The package clubTamal creates clustered covariance matrices for first difference panel data models estimated by plm. Cluster groups can be defined at higher levels than the individual observations. E.g. for estimations on yearly houshold data it is possible to cluster at the state level.

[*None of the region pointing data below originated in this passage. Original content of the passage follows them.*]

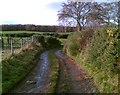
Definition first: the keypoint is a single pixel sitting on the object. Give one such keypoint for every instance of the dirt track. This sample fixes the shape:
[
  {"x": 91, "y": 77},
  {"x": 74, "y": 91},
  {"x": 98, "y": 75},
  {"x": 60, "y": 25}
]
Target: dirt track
[
  {"x": 71, "y": 79},
  {"x": 78, "y": 80}
]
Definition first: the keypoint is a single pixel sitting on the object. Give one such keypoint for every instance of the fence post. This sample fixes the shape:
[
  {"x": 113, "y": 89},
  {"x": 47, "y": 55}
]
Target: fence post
[
  {"x": 21, "y": 43},
  {"x": 27, "y": 42},
  {"x": 32, "y": 39},
  {"x": 12, "y": 51}
]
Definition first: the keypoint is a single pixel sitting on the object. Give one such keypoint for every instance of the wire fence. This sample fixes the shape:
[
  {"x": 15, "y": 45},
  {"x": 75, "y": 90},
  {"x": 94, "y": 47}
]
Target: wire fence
[{"x": 14, "y": 45}]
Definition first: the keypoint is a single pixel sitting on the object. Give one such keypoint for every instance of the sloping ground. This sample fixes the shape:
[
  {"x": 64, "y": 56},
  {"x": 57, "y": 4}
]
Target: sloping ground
[
  {"x": 38, "y": 80},
  {"x": 79, "y": 82}
]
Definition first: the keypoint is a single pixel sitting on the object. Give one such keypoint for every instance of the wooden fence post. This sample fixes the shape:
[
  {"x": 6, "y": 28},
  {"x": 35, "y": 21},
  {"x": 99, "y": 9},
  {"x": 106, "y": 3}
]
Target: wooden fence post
[{"x": 27, "y": 43}]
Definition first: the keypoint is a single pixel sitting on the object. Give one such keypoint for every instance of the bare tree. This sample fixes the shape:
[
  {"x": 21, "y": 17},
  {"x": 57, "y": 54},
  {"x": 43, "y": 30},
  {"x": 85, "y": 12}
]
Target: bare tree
[
  {"x": 76, "y": 11},
  {"x": 89, "y": 13}
]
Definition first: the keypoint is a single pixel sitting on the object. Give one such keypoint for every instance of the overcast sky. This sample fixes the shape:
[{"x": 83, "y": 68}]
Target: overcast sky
[{"x": 39, "y": 12}]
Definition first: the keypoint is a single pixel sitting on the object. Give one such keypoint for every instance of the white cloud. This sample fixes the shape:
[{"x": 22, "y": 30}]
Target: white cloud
[{"x": 27, "y": 12}]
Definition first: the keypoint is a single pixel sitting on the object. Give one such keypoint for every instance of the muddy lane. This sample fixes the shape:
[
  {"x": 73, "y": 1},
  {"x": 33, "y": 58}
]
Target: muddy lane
[{"x": 38, "y": 79}]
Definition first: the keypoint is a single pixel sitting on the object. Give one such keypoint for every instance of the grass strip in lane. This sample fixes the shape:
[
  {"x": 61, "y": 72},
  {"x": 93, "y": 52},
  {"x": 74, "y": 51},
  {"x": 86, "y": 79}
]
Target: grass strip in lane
[
  {"x": 17, "y": 67},
  {"x": 54, "y": 71}
]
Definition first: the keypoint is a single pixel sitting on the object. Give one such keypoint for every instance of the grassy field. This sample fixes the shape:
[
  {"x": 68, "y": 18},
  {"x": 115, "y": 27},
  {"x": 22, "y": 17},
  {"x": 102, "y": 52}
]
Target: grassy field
[{"x": 18, "y": 66}]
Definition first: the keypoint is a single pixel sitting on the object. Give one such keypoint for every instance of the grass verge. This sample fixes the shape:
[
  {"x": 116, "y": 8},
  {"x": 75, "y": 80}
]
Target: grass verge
[
  {"x": 17, "y": 67},
  {"x": 54, "y": 71}
]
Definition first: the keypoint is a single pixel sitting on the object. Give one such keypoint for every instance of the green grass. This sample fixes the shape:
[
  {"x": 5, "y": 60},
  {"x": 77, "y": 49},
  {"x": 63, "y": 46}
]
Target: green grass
[
  {"x": 100, "y": 57},
  {"x": 15, "y": 68},
  {"x": 54, "y": 71}
]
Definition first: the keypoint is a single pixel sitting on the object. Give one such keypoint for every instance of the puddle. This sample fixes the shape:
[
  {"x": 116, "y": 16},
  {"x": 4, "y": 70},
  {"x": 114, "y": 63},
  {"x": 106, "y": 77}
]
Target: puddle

Package runs for First Difference estimates (model="fd").

Note: The option for Fixed Effects estimates (model="within") is outdated as the package fle with the felm command does a much better job.

Clustering

N - Number of observations

M - Number of cluster

K - Number of regressors (rank)

Clustering First Difference (FD) estimations

$$(X'X)^{-1} \, \sum_{j=1}^M u_{M}'u_{M} \, (X'X)^{-1} \cdot \frac{M}{M-1} \frac{N-1}{N-K}$$ where $u = X_{j} e_{j}$.

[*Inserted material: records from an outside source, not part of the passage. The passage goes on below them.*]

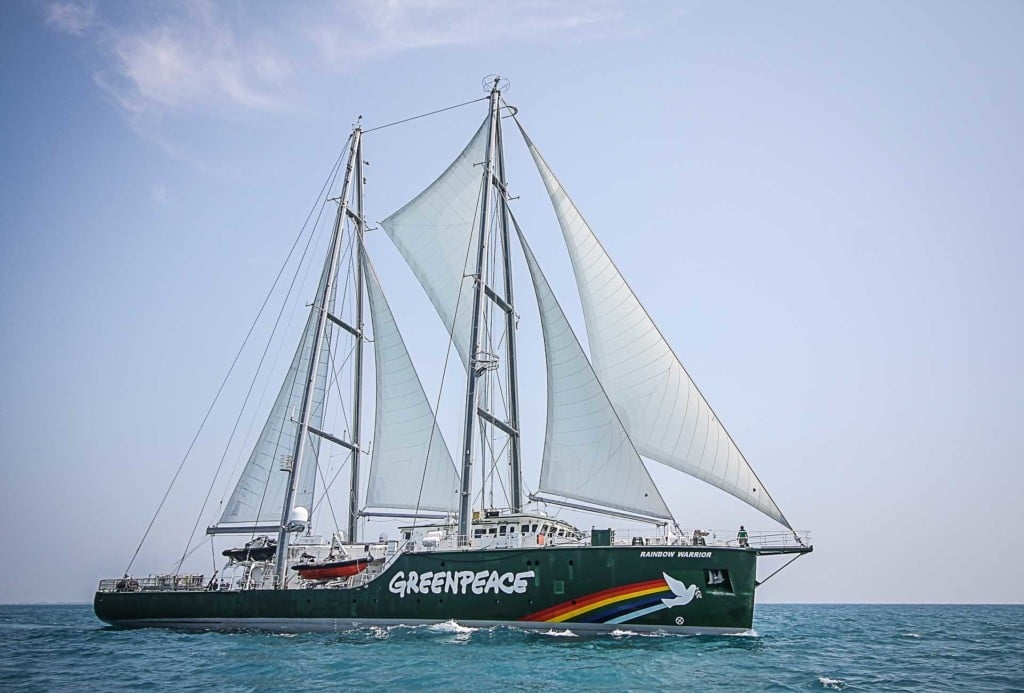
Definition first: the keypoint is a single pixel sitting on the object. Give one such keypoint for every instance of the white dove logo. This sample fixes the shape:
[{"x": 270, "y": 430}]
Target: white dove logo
[{"x": 683, "y": 595}]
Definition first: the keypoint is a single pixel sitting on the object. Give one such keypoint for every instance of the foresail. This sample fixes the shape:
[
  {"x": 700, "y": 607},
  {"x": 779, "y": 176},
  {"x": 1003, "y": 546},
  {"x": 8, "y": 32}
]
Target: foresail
[
  {"x": 436, "y": 234},
  {"x": 411, "y": 466},
  {"x": 664, "y": 412},
  {"x": 259, "y": 493},
  {"x": 587, "y": 453}
]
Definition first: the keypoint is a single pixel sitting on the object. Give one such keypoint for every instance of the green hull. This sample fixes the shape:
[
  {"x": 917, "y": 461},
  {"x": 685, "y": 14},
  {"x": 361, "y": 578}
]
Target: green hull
[{"x": 676, "y": 589}]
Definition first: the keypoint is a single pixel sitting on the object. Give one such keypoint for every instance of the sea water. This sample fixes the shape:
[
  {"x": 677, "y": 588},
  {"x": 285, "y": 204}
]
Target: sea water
[{"x": 794, "y": 647}]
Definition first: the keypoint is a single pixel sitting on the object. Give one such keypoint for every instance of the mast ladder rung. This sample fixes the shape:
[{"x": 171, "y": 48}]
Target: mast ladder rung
[
  {"x": 496, "y": 422},
  {"x": 344, "y": 326},
  {"x": 333, "y": 438},
  {"x": 502, "y": 303}
]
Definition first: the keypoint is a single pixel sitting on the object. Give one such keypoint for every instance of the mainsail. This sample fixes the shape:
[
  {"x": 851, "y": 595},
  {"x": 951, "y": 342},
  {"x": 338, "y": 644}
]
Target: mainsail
[
  {"x": 259, "y": 493},
  {"x": 664, "y": 412},
  {"x": 436, "y": 234},
  {"x": 587, "y": 453},
  {"x": 411, "y": 466}
]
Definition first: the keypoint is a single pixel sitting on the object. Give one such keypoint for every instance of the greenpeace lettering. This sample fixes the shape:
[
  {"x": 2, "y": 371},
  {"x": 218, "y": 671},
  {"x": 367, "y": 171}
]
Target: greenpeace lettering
[{"x": 459, "y": 582}]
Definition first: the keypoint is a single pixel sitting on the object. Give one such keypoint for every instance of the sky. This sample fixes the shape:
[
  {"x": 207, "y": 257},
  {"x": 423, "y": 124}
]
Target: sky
[{"x": 819, "y": 204}]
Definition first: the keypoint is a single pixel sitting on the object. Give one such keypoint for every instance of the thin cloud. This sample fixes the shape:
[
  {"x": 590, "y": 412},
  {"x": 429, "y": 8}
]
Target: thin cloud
[
  {"x": 71, "y": 17},
  {"x": 360, "y": 32},
  {"x": 225, "y": 60},
  {"x": 196, "y": 57}
]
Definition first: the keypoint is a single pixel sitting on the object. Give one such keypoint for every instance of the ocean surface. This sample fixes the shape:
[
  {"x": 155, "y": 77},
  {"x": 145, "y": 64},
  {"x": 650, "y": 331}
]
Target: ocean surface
[{"x": 794, "y": 648}]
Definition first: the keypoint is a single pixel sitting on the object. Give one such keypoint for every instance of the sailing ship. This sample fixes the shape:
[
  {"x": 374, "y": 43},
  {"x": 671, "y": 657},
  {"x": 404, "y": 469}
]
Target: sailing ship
[{"x": 627, "y": 403}]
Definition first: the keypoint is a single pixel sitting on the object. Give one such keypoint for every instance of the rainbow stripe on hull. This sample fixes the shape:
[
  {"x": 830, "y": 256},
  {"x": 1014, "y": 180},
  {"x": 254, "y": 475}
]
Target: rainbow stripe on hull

Clustering Fixed Effects (FE) estimations

$$\frac{(N-K)}{(N-K)-(M-1)} \cdot (X'X)^{-1} \, \sum_{j=1}^M u_{M}'u_{M} \, (X'X)^{-1} \cdot \frac{M}{M-1} \frac{N-1}{N-K}$$ where $u = X_{j} e_{j}$.

Installation

library(devtools)
install_github(eliascis/clubTamal)
library(clubTamal)
citation(clubTamal)

Note

The function uses the estimate argument and the data argument to construct a transformed data frame - first differenced or time-demeaned. The estimate is then re-estimated by OLS with lm in order to extract the covariance matrix and correct for degrees of freedom and use a sandwich estimate with the group structure.

Examples

##packages
library(foreign)
library(clubTamal)
library(lmtest)
library(plm)
library(clubSandwich)
library(spd4testing)

##data
d<-spd4testing()
d

#manipulate data
# d<-pdata.frame(d)

##formula
f<- formula(y ~ x + factor(year))

##standard estimation
e<-plm(formula=f,data=d,model="fd")
summary(e)
e<-plm(formula=f,data=d,model="within")
summary(e)

##clustering
#no clustering
v<-e$vcov
coeftest(e)
#clustering at id level with plm-package
v<-vcovHC(e,type="HC1",cluster="group",tol=1*10^-20 )
coeftest(e,v)

##clustering at group level with clubSandwich-package
v<-vcovCR(e,d$gid,type="CR1")
coef_test(e,vcov=v,test="naive-t")
coeftest(e,v)

##clustering at group level with clubTamal
v<-vcovTamal(estimate=e,data=d,groupvar="gid")
coeftest(e,v)


##clustering at group level with STATA (TM)
#export data
tdir<-tempdir()
write.csv(d,file.path(tdir,"spd.csv"))
#write stata file
sink(file.path(tdir,"clusterStata.do"))
cat(paste0('insheet using "',file.path("spd.csv"),'", clear'))
cat("\n")
cat('xtset id year')
cat("\n")
cat('xtreg y x i.year, fe')
cat("\n")
cat('xtreg y x i.year, fe vce(cluster gid)')
cat("\n")
cat('reg d.y d.x i.year')
cat("\n")
cat('reg d.y d.x i.year, vce(cluster gid)')
sink()
## RUN Stata file